The Justice Department ruled that North Carolina’s HB2 bill is a violation of constitutional rights. Well, zippy-do-da. This comes off the Federal 4th Circuit’s decision in the state of Virginia, which said a case should be remanded back to a lower Court in where a transgender should be able to use the restroom and locker room of her expressed identity. Previously, a schoolboard had denied her that privilege and a state court upheld the schoolboard’s decision.
North Carolina is somewhat different. Added to the “bathroom” bill are two other laws: one designed to stop municipalities from increasing their local minimum wage and another striking down long established law allowing employees to sue for discrimination in state courts.

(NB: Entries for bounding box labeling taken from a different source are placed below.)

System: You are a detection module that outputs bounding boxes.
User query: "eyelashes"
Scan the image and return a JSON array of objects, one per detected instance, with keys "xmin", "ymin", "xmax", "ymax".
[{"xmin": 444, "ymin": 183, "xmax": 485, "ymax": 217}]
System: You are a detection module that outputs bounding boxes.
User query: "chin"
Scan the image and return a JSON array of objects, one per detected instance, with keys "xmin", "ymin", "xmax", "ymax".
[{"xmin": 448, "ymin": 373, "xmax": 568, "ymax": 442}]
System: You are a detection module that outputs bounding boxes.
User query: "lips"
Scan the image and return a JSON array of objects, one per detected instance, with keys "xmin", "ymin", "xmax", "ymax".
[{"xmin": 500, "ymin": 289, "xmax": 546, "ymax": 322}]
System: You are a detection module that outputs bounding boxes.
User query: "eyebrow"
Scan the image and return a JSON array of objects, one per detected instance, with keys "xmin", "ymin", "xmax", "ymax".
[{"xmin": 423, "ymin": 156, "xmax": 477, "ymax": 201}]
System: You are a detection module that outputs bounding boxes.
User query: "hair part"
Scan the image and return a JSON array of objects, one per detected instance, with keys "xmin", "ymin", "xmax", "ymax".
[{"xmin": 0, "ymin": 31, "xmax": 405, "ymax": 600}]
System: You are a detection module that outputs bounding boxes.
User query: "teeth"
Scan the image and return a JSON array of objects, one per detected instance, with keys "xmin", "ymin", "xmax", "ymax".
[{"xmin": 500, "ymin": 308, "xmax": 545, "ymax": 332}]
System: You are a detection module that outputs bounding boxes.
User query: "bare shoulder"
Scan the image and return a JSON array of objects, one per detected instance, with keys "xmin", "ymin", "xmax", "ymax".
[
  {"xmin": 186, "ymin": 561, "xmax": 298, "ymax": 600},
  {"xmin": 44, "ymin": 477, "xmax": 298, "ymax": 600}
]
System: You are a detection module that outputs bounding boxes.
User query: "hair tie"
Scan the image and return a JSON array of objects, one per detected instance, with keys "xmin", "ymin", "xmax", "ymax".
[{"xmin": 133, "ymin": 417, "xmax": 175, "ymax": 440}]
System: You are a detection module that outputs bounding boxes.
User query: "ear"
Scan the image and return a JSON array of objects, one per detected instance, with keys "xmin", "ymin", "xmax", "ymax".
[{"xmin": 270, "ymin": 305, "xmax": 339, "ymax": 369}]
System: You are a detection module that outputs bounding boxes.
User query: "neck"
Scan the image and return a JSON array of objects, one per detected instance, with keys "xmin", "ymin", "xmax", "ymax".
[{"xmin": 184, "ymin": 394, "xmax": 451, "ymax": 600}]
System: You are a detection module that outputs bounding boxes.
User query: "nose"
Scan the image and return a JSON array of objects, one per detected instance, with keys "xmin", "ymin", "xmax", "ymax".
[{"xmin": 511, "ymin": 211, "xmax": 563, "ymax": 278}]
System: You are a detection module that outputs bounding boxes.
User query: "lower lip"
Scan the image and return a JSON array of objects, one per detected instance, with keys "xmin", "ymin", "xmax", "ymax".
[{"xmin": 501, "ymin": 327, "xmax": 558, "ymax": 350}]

And, while it’s all well and good to argue over where someone urinates—the tragedy in North Carolina is that HB2 hurts the very least and most economically vulnerable among us.
Over a month- and- a- half has gone by and I’ve yet to see any significant media attention given to the other parts of HB2. I can’t help but think that’s for a reason.
It’s easy to slap a transgender up on TV and have her talk about where she wants to pee’s but it’s a lot harder talking about the burden of proof and the difference between state and Federal court systems—let alone the cost associated with each.
Sadly, most media take the path of least resistance and go with the former.
Frankly, I could care less where or when a person uses the restroom. But, I do care about North Carolina’s economic viability and the economic struggles of those who make the least—and sometimes work the hardest. Sadly, those issues aren’t sexy enough to lead on the six o’clock news.
For example, the cost associated with concerts that have been lost due to HB2 and the impact on contractors who work those concerts such as t-shirts vendors, custodians and handlers haven’t been mentioned.
It also doesn’t set well with me that as portions of HB2 are stuck down at the Federal level—it still leaves the most damaging parts still in place.
The real winners in all of this will be the organizations and politicians that are fundraising and making money off the transgender bathroom issue. Until the other issues in HB2 are addressed, the argument is incomplete.